Поднимаю взгляд выше. Темно-серая толстовка сидит как влитая на животе и груди, выше — на плечах, перетекая в высокий ворот, «скомканный» шнуровкой.
Лицо — это всегда самое интересное, поэтому, превозмогая желание, оставляю его на «сладкое», снова возвращаясь взглядом к груди. Ниже, до темно-синих джинсов с потертыми боками и коленями. Не в облипку, но по бедрам, достаточно выразительно, чтобы оценить ровность и длину ног. Ступни у него тоже небольшие, в странных черных кроссовках без шнурков.
Он точно собирался на свадьбу?
— Не люблю костюмы, — как будто угадав мои мысли, продолжает мой пока что безликий собеседник. — Переехал недавно, рубашки не успел перевезти. Понятия не имел, что бывшая пригласит на свадьбу накануне вечером.
А вот это уже интересно.
Ну что ж, еще один бывший на этом торжестве чужого счастья, давай знакомиться.

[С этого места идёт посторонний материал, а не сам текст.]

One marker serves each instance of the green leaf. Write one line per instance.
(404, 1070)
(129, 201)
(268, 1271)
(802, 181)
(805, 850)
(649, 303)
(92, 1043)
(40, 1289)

Даже не пытаюсь угадать, что увижу, когда, наконец, притрагиваюсь взглядом к его лицу. Кого-то особенного? Уникального? Человека, который был с женщиной, к которой ушел мой мужчина?
У него обычное лицо, без перегибов в тяжелую челюсть или брутальный изгиб губ. Обычный подбородок, немного приподнятые «яблоки щек», ровный нос, совершенно простые губы в обрамлении простой же щетины. Глаза карие, как будто с врожденным прищуром. Широкие, но аккуратные брови. Пара родинок над той, что справа. Коротко стриженные волосы с приличной сединой, хоть на вид ему около… Даже не знаю. От тридцати, но точно меньше сорока?
И последний штрих.
Даже не знаю, почему не сразу обращаю на это внимание, потому что обычно именно запах для меня — своего рода сигнал к знакомству.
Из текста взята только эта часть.